What changed in the DIETClassifier implementation or defaults? Significant drop in performance for rare intents

nbeuchat · November 26, 2020, 2:17pm

Hello there!

During my migration to Rasa 2.x, I realized that rare intents are very badly classified now. I do have very imbalanced data (some intents have a dozen samples while others (like the ones that are using the ResponseSelector) have a few hundreds. It didn’t cause major problem for most intents in Rasa 1.9.

Even testing on the training data yields terrible results for intents with low support. For example, I have an intent happy which contains a dozen examples such as you're great!, I love you, etc. with a support of only 12 samples. In Rasa 1.9, we had a training recall of ~83% while in Rasa 2.1, I get a recall of 40%.

I am using the same pipeline as before, using Spacy tokenizers/featurizers and the DIETClassifier. From my understanding of the documentation, the DIETClassifier uses a balanced batching which should handle an imbalanced dataset. I have copy-pasted my NLU pipeline at the end of this message.

The only difference I can see is in the settings for the RegexFeaturizer and the SpacyFeaturizer which do not have the return_sequence: true option anymore. A quick glance at the code showed that at least the SpacyFeaturizer returns both sequence and sentence features. The Spacy versions are also identical (2.1.9)

Any idea of where I could look? What has changed between the two versions?

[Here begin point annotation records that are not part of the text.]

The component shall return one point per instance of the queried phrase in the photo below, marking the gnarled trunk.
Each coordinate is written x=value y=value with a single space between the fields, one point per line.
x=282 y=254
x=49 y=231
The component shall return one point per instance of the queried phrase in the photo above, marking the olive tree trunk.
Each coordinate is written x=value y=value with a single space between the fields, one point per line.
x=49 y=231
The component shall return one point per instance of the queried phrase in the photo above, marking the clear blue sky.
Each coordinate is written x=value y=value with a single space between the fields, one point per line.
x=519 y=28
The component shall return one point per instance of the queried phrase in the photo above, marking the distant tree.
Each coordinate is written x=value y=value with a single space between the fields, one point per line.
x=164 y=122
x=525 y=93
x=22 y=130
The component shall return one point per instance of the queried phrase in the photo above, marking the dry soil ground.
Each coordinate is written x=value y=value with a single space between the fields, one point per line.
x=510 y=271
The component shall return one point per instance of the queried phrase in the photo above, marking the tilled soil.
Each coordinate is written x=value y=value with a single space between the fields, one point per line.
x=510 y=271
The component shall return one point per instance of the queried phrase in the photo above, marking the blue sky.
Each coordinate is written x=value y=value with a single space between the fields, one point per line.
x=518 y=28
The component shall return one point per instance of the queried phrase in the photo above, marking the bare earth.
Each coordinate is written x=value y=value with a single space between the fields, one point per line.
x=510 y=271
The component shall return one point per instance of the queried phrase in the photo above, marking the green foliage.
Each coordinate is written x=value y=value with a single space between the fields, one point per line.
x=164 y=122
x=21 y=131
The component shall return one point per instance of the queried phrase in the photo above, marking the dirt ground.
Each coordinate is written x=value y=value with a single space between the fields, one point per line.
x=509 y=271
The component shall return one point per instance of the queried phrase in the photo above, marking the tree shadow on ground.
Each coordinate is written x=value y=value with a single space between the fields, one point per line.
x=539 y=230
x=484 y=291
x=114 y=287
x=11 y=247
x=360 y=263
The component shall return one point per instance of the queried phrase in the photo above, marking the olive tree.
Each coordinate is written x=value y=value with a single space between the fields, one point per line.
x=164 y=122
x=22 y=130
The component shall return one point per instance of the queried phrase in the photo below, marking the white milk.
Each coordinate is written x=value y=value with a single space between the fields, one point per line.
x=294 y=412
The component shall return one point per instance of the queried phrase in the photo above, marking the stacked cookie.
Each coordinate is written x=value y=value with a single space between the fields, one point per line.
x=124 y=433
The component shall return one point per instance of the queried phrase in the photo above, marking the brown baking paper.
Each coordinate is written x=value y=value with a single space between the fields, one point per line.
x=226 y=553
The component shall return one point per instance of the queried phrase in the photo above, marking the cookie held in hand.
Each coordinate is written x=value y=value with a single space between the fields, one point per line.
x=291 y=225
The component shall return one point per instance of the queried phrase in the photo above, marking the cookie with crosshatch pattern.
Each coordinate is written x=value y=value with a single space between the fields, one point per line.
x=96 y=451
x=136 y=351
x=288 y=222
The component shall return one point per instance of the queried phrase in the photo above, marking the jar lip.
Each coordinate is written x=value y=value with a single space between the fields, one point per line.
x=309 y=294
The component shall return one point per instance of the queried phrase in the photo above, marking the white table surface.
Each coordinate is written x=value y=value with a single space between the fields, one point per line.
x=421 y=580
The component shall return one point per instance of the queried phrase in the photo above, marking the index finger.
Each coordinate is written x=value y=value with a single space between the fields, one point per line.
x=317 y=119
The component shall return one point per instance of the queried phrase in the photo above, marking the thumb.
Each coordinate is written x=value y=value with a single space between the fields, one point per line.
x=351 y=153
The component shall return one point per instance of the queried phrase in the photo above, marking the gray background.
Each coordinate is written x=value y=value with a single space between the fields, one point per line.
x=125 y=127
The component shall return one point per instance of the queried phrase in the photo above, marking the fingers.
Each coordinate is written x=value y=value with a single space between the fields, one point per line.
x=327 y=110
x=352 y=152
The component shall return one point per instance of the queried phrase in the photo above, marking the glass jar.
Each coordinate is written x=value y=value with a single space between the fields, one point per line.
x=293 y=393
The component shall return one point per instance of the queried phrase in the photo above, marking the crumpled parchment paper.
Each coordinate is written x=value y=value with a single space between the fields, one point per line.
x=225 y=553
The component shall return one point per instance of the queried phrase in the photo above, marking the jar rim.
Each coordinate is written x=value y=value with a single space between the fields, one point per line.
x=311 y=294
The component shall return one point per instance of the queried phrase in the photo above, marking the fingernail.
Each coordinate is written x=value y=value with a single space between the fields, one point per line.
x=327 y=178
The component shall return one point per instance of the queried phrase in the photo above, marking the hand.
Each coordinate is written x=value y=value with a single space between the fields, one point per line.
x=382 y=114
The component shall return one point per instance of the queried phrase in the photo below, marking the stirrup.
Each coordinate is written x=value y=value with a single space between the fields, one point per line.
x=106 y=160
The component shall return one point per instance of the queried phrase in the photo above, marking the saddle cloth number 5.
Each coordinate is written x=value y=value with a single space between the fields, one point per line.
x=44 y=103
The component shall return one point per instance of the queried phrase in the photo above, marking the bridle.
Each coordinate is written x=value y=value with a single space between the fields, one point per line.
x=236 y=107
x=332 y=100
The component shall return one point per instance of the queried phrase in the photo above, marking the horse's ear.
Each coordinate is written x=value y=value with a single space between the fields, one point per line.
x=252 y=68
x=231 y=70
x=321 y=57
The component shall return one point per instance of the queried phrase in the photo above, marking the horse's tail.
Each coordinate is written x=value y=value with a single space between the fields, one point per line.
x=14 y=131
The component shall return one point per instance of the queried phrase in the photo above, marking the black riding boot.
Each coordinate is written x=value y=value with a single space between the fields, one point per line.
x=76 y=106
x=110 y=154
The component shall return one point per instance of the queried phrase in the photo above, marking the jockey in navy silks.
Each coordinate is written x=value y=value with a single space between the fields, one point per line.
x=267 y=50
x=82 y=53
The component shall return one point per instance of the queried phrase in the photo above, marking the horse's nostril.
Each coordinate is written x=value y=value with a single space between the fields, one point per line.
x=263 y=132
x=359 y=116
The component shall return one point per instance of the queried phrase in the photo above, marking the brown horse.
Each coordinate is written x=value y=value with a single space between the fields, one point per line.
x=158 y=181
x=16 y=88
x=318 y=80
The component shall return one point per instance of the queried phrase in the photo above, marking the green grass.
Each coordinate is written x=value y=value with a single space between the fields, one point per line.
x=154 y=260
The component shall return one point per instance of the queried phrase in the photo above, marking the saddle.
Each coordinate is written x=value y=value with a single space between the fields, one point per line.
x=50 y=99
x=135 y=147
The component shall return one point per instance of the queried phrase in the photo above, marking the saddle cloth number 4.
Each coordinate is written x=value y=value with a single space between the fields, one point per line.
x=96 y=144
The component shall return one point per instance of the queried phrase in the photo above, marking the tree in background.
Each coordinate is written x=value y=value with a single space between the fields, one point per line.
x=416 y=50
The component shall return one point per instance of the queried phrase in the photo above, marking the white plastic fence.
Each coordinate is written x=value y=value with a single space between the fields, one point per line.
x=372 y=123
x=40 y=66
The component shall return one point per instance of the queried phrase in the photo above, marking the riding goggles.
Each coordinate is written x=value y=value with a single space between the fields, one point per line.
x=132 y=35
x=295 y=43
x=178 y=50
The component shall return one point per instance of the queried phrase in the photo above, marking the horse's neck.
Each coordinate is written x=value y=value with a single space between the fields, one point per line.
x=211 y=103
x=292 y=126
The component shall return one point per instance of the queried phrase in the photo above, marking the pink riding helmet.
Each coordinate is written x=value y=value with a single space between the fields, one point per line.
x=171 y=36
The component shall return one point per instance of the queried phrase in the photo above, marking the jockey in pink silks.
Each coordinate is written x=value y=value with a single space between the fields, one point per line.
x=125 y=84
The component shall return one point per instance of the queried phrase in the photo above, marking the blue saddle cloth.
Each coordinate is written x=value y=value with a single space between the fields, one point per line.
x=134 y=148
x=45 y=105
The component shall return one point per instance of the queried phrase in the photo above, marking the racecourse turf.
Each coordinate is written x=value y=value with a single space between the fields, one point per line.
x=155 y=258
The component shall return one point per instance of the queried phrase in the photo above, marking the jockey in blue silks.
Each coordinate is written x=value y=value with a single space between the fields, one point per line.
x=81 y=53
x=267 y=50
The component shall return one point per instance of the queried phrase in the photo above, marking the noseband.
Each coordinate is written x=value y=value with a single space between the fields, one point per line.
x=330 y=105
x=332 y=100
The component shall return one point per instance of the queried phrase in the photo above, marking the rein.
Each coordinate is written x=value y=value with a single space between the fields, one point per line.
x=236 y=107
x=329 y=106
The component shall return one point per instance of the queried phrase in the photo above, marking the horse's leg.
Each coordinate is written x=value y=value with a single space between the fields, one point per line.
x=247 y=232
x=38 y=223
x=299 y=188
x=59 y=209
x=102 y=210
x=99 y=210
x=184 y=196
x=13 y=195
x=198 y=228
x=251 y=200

Thanks a lot for the pointers! Cheers Nicolas

config.yml (Rasa 2.x)

language: "en"
pipeline:
  - name: "DucklingEntityExtractor"
    url: "http://duckling.alpaca.casa"
    dimensions: ["time", "duration", "amount-of-money", "number", "email", "phone-number", "ordinal", "url"]
    timezone: "America/New_York"
  - name: "SpacyNLP"
    case_sensitive: true
  - name: "SpacyTokenizer"
  - name: "SpacyEntityExtractor"
    dimensions: ["PERSON", "MONEY"]
  - name: "RegexFeaturizer"
  - name: "SpacyFeaturizer"
  - name: LexicalSyntacticFeaturizer
  - name: "DIETClassifier"
    epochs: 50
    entity_recognition: true
    use_masked_language_model: false
  - ... # response selectors

config.yml (Rasa 1.9)

language: "en"
pipeline:
  - name: "DucklingHTTPExtractor"
    url: "http://duckling.alpaca.casa"
    dimensions: ["time", "duration", "amount-of-money", "number", "email", "phone-number", "ordinal", "url"]
    timezone: "America/New_York"
  - name: "SpacyNLP"
    case_sensitive: true
  - name: "SpacyTokenizer"
  - name: "SpacyEntityExtractor"
    dimensions: ["PERSON", "MONEY"]
  - name: "RegexFeaturizer"
    return_sequence: True  # <-- option not available anymore
  - name: "SpacyFeaturizer"
    return_sequence: True  # <-- option not available anymore
  - name: LexicalSyntacticFeaturizer
  - name: "DIETClassifier"
    epochs: 50
    entity_recognition: true
    use_masked_language_model: false

nbeuchat · November 26, 2020, 2:30pm

Maybe @Tanja would know? It might actually be between 1.9 and 1.10, I’ll test that

nbeuchat · November 26, 2020, 2:42pm

I just tested with Rasa 1.10 and I have the same issue as with 2.1.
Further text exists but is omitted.